Aguas turbulentas
viernes, marzo 23
Queridos amigos virtuales,
Tras averiguar el lugar de origen del anillo, mis zapatos de tacón me deslizaron con presteza hasta mi elegante limusina pero, esta vez, en lugar de sentarme en la parte de atrás como solía hacer siempre, abrí la puerta y me senté junto al asiento del conductor, al lado de mi querido Christopher. Él miraba por la ventanilla, ausente, y lo miré fijamente sin pronunciar palabra hasta que mi mirada entró en contacto con la suya. Sus ojos eran pozos cargados de una increíble tristeza de color castaño, aunque seguían siendo increíblemente penetrantes y conservaban intacto su ímpetu salvaje.

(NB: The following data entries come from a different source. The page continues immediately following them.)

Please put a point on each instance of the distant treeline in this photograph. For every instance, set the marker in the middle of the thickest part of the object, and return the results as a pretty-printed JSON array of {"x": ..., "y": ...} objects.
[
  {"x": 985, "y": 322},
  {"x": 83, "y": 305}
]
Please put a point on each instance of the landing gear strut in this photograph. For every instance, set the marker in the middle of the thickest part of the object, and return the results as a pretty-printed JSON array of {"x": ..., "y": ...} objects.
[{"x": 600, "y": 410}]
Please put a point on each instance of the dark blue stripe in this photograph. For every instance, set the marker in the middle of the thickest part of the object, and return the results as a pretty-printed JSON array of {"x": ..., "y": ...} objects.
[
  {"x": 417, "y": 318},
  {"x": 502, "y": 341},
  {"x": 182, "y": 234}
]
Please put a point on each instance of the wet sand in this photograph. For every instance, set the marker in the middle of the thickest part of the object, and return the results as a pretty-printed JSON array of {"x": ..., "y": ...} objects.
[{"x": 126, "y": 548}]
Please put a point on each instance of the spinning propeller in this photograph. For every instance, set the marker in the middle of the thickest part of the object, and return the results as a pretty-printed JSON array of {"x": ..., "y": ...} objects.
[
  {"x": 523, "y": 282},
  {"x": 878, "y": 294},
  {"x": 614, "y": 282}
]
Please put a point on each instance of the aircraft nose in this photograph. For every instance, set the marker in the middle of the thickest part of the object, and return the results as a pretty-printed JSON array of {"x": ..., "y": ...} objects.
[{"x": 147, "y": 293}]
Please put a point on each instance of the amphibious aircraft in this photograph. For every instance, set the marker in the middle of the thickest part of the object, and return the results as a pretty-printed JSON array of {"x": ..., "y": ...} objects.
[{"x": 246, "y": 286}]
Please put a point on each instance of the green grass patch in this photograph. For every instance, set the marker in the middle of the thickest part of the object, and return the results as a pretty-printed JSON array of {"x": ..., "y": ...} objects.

Me preguntó qué ocurría, visiblemente extrañado porque hubiera entrado por la parte delantera del coche, y yo sólo le respondí que tenía una sorpresa para él, y que hoy iba a ser un día muy especial. Me sentí extraordinariamente bien cuando vi que sus labios trazaban una perfecta sonrisa, pues ello indicaba que no sólo estaba dispuesto a recibirla, sino que estaba contento de hacerlo. Mi alma se llenó de una corriente de súbita emoción contenida que se reflejó en una silenciosa carcajada en el estómago.
El coche arrancó, los neumáticos giraron como locos y el destino comenzó a girar con ellos, y en ese momento fui consciente de cómo su engranaje se ponía en marcha de nuevo. A pesar de los nubarrones que cubrían el cielo, podía sentir el brillo del sol, y por la perpetua sonrisa y las miradas de soslayo de curiosidad de Christopher, yo hubiera dicho que él también.
Un par de horas después, la limusina llegó a su destino y se adentró entre las paredes sagradas de mi más importante santuario después de la joyería: mi maravilloso centro de belleza y salud. Christopher me miró con extrañeza, pero yo le insté a que no hiciera preguntas. Al verme, mi querida Brenda acudió a recibirme y saludarme con su habitual derroche de afectuosa cortesía.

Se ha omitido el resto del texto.